The quantitative determination was conducted as follows, for valine-tryptophan, tryptophan-tyrosine, tryptophan-methionine, methionine-tryptophan and isoleucine-tryptophan. That is to say, the quantitative determination of these dipeptides was conducted as follows, from the powder or the processed product.

Sep-Pak C18 Pretreatment:

The enzymatic decomposition product which was produced by enzymatically decomposing a hot water extraction residue of KATSUOBUSHI and the processed food thereof were weighed for 25 mg and 5 g, respectively, were loaded to Sep-Pak C18 cartridge, the water soluble fraction was removed from them, and the bound fraction was eluted with 50% ethanol was obtained as the liquid sample.

8000 μg of the purified ACE inhibitory peptide which was recycled from the sample obtained with Sep-Pak C18 treatment as described above, was dissolved in 100 μL of the purified water, and 2000 μg/25 μL thereof was loaded to the high-performance liquid chromatography equipped with C-18 column to fractionate the peptide. The conditions were shown as follows.

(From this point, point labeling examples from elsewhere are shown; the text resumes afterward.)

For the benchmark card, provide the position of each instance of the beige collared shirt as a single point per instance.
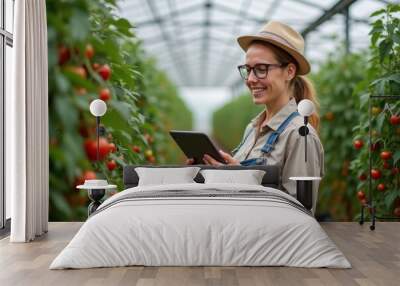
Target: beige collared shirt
(288, 151)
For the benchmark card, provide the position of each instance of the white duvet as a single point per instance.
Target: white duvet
(183, 231)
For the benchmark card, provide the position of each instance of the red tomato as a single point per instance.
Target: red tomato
(95, 66)
(105, 72)
(358, 144)
(151, 159)
(81, 71)
(360, 195)
(386, 165)
(149, 138)
(105, 94)
(63, 55)
(381, 187)
(362, 177)
(111, 165)
(112, 147)
(136, 149)
(91, 148)
(80, 91)
(148, 153)
(375, 174)
(89, 51)
(395, 120)
(376, 110)
(386, 155)
(375, 146)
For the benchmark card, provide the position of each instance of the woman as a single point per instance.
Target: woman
(273, 72)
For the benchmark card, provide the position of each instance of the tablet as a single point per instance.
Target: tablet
(195, 145)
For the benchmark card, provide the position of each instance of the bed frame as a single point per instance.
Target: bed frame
(270, 179)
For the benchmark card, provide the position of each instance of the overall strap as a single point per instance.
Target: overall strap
(247, 134)
(272, 139)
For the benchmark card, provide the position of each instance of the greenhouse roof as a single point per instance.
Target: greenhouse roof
(195, 40)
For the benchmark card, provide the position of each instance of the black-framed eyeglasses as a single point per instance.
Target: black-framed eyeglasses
(260, 70)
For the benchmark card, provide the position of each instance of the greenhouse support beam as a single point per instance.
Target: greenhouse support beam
(165, 18)
(170, 45)
(206, 41)
(347, 41)
(336, 8)
(228, 53)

    • Column: Acquity UPLC BEH C18 (2.1 mmID×100 mmL, 1.7 μm)
    • Moving phase: 15% CH3CN in 0.1% TFA
    • Flow rate: 0.2 mL/min
    • Temperature: 40° C.
    • Detection: UV 200-300 nm

1 μg/μL of the synthesized valine-tryptophan, tryptophan-tyrosine, tryptophan-methionine, methionine-tryptophan and isoleucine-tryptophan were loaded as an authentic preparation, respectively. The elution time of valine-tryptophan, tryptophan-tyrosine, tryptophan-methionine, methionine-tryptophan and isoleucine-tryptophan were 10.52, 11.21, 13.84, 15.57 and 16.82 minutes, respectively.

The result of the quantitative determination was as the following Table 18.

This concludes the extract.